Em suma, eu concebo Deus ou como um mau/incorreto uso lingüístico, ou como um delírio coletivo pela forte necessidade de encontrar explicação e motivos para a origem e a (suposta, em minha opinião) ordem do mundo ou então como um ente sem poderes divinos (indigno de louvores, monumentos e sacrifícios).
Agora a parte política e existencial do ateísmo. Eu acho as religiões em geral um atraso à humanidade, ele é muito útil para os ignorantes, frágeis, fanáticos e atormentados que querem respostas para tudo; porém, para os esclarecidos, corajosos e livres de preconceitos e amarras sociais ela é nociva, serve mais para controle social por parte dos poderosos do que para qualquer outra coisa. As ideologias em geral têm essa função, por isso elas entram no mesmo lote da minha recusa e condenação; só que as ideologias religiosas, também conhecidas como doutrinas espirituais ou dogmas – toda religião é ideológica, mas nem toda ideologia é religiosa –, estas são mais comuns e estão espalhadas de tal forma que a maioria nem percebe o veneno que jaz oculto sob a aparência de bondade e de redenção. Este é o motivo de tantos ateus alertarem para o perigo das religiões, em especial as notoriamente hostis aos valores modernos e humanistas – no tumulto é preciso gritar para se fazer ouvir.
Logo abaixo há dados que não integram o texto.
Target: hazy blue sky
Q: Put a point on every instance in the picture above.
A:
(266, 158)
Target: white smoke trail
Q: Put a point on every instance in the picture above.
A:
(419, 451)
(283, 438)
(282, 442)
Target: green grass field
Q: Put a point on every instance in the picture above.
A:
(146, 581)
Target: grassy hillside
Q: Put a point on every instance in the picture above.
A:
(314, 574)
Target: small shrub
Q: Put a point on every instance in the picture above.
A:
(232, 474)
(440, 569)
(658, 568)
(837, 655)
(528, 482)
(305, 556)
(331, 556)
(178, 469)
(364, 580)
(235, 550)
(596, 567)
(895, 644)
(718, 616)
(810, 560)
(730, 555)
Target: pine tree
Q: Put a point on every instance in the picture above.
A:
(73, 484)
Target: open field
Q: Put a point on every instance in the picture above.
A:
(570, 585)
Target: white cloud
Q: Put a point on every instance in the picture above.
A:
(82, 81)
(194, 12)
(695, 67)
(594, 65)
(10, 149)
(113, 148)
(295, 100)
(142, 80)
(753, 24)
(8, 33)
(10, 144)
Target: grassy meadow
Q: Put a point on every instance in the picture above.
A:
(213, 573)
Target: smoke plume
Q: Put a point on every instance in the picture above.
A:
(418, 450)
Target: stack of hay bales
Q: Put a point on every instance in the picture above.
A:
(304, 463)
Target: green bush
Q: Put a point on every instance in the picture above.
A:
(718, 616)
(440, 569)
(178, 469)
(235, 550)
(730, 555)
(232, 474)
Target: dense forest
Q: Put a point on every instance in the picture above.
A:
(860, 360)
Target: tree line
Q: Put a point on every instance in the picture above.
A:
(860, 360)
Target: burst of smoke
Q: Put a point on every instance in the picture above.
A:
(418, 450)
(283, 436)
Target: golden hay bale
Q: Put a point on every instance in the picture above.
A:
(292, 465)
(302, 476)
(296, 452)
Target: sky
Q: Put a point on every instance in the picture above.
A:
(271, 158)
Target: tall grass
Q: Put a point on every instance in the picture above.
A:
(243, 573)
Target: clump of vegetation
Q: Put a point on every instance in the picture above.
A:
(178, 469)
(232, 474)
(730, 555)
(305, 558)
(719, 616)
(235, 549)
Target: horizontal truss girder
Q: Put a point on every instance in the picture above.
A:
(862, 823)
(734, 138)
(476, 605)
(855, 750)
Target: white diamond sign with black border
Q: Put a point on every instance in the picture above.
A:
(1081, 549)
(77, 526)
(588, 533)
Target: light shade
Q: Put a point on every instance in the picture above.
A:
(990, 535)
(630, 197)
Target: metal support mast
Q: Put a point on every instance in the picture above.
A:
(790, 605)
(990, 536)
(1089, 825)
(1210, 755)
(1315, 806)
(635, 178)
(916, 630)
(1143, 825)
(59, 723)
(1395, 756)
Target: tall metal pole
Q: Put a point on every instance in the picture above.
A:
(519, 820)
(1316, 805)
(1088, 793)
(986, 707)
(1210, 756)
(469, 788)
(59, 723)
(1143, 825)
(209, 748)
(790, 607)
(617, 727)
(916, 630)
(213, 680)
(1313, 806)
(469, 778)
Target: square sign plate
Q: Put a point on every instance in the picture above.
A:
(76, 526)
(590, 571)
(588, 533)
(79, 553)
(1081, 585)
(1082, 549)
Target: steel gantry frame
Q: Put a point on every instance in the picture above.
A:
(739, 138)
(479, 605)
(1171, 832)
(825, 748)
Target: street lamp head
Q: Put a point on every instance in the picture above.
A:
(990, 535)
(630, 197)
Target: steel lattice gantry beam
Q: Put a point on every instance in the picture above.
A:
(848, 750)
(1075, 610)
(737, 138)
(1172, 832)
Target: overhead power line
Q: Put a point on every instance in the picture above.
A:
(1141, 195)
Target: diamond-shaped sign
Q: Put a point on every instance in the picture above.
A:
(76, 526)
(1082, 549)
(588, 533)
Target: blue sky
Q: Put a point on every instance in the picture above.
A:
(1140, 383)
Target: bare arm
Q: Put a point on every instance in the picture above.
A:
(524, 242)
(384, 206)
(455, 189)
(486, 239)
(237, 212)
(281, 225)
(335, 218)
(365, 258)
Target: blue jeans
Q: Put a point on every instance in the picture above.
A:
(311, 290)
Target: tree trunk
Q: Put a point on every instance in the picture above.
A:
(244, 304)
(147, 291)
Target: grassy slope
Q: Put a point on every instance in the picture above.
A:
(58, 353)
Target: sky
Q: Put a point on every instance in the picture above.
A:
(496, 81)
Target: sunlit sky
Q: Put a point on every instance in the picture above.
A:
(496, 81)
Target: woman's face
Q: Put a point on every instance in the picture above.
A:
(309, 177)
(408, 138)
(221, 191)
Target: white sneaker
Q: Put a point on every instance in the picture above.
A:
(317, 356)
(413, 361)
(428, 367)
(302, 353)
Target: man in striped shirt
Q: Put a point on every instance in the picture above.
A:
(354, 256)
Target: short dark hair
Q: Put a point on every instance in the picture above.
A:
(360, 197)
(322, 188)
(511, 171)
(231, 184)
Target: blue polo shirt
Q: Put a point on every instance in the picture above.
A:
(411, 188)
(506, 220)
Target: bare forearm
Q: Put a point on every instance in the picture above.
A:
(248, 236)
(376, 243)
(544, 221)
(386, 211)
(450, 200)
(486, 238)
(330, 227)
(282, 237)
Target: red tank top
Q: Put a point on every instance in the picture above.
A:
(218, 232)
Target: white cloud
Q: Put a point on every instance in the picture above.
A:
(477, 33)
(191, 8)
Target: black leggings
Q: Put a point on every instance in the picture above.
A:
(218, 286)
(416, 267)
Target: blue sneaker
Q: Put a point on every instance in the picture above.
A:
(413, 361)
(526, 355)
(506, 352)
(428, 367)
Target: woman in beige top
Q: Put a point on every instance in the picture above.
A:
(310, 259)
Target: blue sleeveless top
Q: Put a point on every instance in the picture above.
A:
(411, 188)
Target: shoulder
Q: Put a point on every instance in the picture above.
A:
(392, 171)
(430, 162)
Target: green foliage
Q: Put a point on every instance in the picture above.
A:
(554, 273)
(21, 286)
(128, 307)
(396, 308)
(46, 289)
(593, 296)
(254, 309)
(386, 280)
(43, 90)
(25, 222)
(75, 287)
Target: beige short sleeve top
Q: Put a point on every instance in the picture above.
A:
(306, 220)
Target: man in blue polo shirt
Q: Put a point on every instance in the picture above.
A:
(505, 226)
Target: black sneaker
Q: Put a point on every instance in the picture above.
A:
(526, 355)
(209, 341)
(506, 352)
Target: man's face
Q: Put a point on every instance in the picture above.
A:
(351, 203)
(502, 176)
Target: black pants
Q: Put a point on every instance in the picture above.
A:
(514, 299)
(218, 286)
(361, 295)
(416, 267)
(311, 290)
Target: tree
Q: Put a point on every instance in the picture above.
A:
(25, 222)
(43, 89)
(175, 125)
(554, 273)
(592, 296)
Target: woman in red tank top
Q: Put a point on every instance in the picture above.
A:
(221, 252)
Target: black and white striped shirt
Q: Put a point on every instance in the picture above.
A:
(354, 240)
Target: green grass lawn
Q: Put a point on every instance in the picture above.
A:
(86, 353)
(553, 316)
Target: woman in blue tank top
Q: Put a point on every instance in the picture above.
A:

Essa visão minha não significa que eu despreze qualquer tipo de fé. A espiritualidade é algo que eu respeito muito e não vejo como uma fraqueza humana, no máximo a encaro como um embotamento do entendimento – e como o homem não é apenas busca por saberes, é fácil tolerar essa prática existencial. A espiritualidade é uma fé pessoal que exige autonomia do sujeito e uma disposição para encontrar certas respostas e propósitos a sua existência e ao mundo como um todo, respostas que não são dadas, mas formuladas pela própria pessoa. Sem se desvincular de uma religião essa prática não é possível, uma vez que as religiões fornecem a teologia, os tabus e todo o modus operandi que levam a um tipo de preguiça intelectual que eu repudio. A espiritualidade é compreendida por mim como uma forma de enfrentar o niilismo da modernidade, a ausência de sentido na vida e nas coisas, o vazio e o tédio que nos espreitam a cada desejo satisfeito. O niilismo não é algo bacana, ele é algo perigoso e que todo sujeito que se acha moderno deve tentar derrotar em sua vida, diariamente – é aqui que entra a dureza em ser ateu, o ateísmo na prática é muito complicado sem algum tipo de transcendência e fé para motivar o sujeito pensante, apenas lhe restaria o derrotismo e/ou a loucura.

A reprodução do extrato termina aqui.